L’Union Européenne, en souhaitant davantage organiser la répression des pollutions par les hydrocarbures, a mis en place un système renforçant au niveau européen le dispositif de la Convention internationale de 1973 pour la prévention de la pollution par les navires, telle que modifiée par le Protocole de 1978 (Bellayer-Roille Alexandra, Annuaire de droit maritime et océanique, 2003, p. 134, 184).

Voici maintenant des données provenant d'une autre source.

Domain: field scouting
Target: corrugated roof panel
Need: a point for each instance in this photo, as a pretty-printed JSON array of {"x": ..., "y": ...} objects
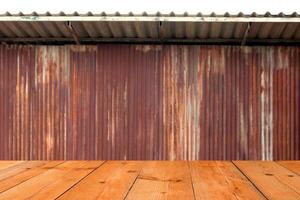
[
  {"x": 265, "y": 30},
  {"x": 289, "y": 30},
  {"x": 203, "y": 29},
  {"x": 277, "y": 30},
  {"x": 99, "y": 27},
  {"x": 227, "y": 30}
]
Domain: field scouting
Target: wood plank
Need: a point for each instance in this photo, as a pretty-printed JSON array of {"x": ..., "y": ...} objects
[
  {"x": 221, "y": 180},
  {"x": 52, "y": 183},
  {"x": 163, "y": 180},
  {"x": 17, "y": 176},
  {"x": 273, "y": 180},
  {"x": 110, "y": 181},
  {"x": 293, "y": 166},
  {"x": 16, "y": 169},
  {"x": 6, "y": 164}
]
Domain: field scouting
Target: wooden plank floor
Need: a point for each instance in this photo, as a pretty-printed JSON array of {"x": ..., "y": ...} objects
[{"x": 142, "y": 180}]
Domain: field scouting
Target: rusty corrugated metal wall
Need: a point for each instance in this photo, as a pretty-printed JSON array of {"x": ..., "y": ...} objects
[{"x": 149, "y": 102}]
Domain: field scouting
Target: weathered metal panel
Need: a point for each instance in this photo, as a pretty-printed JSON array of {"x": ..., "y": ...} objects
[{"x": 149, "y": 102}]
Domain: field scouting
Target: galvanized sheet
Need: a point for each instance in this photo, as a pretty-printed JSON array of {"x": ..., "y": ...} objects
[{"x": 149, "y": 102}]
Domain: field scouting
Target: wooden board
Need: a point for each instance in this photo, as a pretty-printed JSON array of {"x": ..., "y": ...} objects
[
  {"x": 163, "y": 180},
  {"x": 52, "y": 183},
  {"x": 221, "y": 180},
  {"x": 7, "y": 164},
  {"x": 17, "y": 174},
  {"x": 135, "y": 180},
  {"x": 293, "y": 166},
  {"x": 110, "y": 181},
  {"x": 273, "y": 180}
]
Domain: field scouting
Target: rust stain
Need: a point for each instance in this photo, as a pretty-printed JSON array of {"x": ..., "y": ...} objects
[{"x": 184, "y": 102}]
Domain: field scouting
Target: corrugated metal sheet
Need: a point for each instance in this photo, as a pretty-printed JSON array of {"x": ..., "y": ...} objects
[
  {"x": 35, "y": 30},
  {"x": 149, "y": 102}
]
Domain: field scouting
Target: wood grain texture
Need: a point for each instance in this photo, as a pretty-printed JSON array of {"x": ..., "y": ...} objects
[
  {"x": 221, "y": 180},
  {"x": 293, "y": 166},
  {"x": 163, "y": 180},
  {"x": 7, "y": 164},
  {"x": 155, "y": 180},
  {"x": 17, "y": 176},
  {"x": 52, "y": 183},
  {"x": 110, "y": 181},
  {"x": 273, "y": 180}
]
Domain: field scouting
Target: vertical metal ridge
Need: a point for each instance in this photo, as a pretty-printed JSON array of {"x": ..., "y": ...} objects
[{"x": 147, "y": 102}]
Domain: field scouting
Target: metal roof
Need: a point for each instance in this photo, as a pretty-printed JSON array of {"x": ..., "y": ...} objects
[{"x": 102, "y": 27}]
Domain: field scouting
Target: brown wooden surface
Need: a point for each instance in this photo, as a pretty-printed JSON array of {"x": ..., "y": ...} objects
[
  {"x": 142, "y": 180},
  {"x": 273, "y": 180}
]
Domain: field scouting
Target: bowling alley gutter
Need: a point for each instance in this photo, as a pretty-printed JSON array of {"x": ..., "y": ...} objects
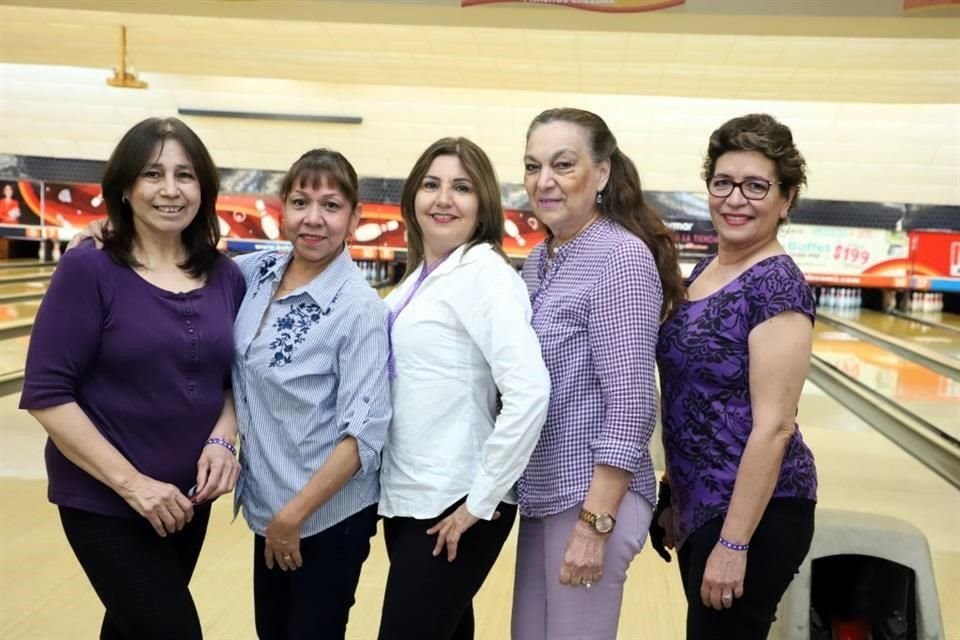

En droit français, après transposition de la Directive 2005/35/CE du 7 sept. 2005 relative à la pollution causée par les navires et à l'introduction de sanctions en cas d'infractions, est fait application du code de l’environnement, modifié par les lois du 3 mai 2001 et du 1er août 2008 alourdissant les sanctions déjà sévères de la loi du 5 juillet 1983. Ainsi, en tant que responsable de la conduite du navire, le capitaine devient le premier concerné par la responsabilité pénale en la matière, en témoigne la formulation de l’article L. 218-11 du code de l’environnement qui « punit de 50 000 € d’amende le fait, pour tout capitaine (…) à bord d’un navire de se rendre coupable d’un rejet de substance polluante ». Dans certains cas les peines peuvent atteindrent 15 millions d’euros d’amende pour le capitaine en fonction de la taille du navire et du nombre de tonneaux. Néanmoins, ces dispositions ont rarement été utilisées, la peine d’emprisonnement à l’encontre du capitaine du navire n’a été prononcée que dans deux affaires (Kalhed Ibn Whaleed 2004, et Mega express II 2005). Dans une autre affaire, le 1er juillet 2009, le Tribunal corectionnel de Brest a prononcé à l’encontre des capitaines des navires des amendes record dans deux affaires (Al Esraa, et Valentia 2009). A contrario, dans l’affaire Erika le capitaine du navire a été relaxé par les juges d’appel. En effet, le Tribunal correctionnel de Paris dans son jugement du 16 janvier 2008 a décidé de relaxer le capitaine du navire ; ce tribunal s’est livré à une analyse très subtile, remontant tous les maillons de la chaîne du transport maritime pour identifier ceux dont les défaillances étaient à l’origine du naufrage (Le Couviour, Karine, La Semaine Juridique Edition Générale n° 6, 6 février 2008, act. 88).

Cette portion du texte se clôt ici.